Polícia Ambiental detalha critérios para venda e consumo de lenhas
Publicado em 06/06/2020

Geral

Foto: Arquivo/FS

Comércio de madeira de espécies exóticas não precisa de licenciamento ambiental

O inverno gaúcho, com as baixas temperaturas, tem como várias características um consumo maior de lenha para ser utilizada em lareiras ou fogões a lenha. Seja para manter ambientes aquecidos, ou preparar aquela comida com um gosto especial, o consumo de lenha precisa obedecer alguns critérios, tanto para quem faz a extração da madeira quanto para quem as adquire.

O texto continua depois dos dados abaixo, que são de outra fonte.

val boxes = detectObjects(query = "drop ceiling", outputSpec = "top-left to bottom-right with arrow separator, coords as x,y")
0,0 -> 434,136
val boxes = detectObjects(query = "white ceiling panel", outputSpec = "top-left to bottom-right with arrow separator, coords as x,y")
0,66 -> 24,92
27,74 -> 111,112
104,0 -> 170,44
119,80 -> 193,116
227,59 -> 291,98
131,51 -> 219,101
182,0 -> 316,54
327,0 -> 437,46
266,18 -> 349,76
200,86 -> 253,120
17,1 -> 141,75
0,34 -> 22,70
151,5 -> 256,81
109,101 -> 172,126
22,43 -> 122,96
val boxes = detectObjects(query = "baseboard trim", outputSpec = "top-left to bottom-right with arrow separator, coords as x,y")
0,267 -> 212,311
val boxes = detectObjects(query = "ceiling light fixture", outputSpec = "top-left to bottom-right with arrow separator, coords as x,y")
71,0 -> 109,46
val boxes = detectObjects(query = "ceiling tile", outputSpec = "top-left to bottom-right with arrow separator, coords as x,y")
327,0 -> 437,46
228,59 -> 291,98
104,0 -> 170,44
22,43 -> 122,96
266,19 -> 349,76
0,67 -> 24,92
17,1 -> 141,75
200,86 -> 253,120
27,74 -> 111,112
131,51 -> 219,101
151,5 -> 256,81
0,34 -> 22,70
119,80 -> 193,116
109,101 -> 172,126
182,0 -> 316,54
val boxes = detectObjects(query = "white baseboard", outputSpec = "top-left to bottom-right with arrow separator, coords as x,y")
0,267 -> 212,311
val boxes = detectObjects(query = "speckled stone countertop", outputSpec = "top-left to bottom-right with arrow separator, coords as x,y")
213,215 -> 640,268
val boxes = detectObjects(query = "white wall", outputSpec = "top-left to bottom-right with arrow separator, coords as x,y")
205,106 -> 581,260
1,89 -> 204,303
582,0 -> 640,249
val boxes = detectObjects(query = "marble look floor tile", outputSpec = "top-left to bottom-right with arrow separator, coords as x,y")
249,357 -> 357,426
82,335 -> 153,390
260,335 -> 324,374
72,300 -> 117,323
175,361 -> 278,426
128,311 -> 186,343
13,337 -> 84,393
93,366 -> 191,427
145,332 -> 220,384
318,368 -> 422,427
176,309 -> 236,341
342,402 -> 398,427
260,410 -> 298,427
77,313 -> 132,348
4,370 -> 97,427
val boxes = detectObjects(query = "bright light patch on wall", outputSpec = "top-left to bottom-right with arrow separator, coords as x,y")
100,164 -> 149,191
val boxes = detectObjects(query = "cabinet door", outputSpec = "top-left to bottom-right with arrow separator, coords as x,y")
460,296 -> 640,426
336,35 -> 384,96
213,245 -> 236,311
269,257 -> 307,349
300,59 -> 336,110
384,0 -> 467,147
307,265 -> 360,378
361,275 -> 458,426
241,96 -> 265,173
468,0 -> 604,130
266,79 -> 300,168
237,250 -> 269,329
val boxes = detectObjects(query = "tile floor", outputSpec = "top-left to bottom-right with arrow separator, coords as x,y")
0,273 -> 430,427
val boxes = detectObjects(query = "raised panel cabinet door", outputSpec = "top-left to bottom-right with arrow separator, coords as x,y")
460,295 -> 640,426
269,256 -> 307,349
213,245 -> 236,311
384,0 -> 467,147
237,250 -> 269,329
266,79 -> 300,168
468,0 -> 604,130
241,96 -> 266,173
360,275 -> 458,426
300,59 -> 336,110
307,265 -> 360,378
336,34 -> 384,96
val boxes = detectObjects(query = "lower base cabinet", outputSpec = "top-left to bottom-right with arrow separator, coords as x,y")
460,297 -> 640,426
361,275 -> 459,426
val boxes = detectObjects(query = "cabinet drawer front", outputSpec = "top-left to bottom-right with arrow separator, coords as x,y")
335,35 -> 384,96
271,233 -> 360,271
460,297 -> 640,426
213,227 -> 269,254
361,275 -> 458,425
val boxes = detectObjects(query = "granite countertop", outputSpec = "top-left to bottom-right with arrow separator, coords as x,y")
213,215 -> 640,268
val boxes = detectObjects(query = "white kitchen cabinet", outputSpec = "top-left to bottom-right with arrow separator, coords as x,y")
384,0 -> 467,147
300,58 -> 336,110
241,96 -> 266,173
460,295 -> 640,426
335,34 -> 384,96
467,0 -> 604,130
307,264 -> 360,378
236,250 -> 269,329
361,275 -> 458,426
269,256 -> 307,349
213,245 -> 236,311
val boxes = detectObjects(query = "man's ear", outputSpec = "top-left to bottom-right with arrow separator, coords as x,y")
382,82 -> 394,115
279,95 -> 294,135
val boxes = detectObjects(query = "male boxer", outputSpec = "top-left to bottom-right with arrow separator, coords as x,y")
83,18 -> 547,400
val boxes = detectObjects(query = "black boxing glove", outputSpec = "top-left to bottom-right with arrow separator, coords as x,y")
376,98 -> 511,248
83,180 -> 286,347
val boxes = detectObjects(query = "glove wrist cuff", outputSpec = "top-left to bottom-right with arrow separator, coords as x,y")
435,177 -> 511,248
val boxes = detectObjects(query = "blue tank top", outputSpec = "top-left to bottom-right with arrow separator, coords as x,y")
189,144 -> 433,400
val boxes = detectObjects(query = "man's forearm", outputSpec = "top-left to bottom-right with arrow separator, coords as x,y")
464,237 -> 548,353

Para divulgar algumas dessas informações, o jornal Folha do Sul ouviu o comandante do terceiro Pelotão de Polícia Ambiental da Brigada Militar, primeiro-tenente Valeriano Alan Jardim de Moraes.

Como se trata de um comércio deve estar legal, com registro na prefeitura. Além disso, as madeiras extraídas para serem vendidas como lenhas não podem ser de espécies nativas.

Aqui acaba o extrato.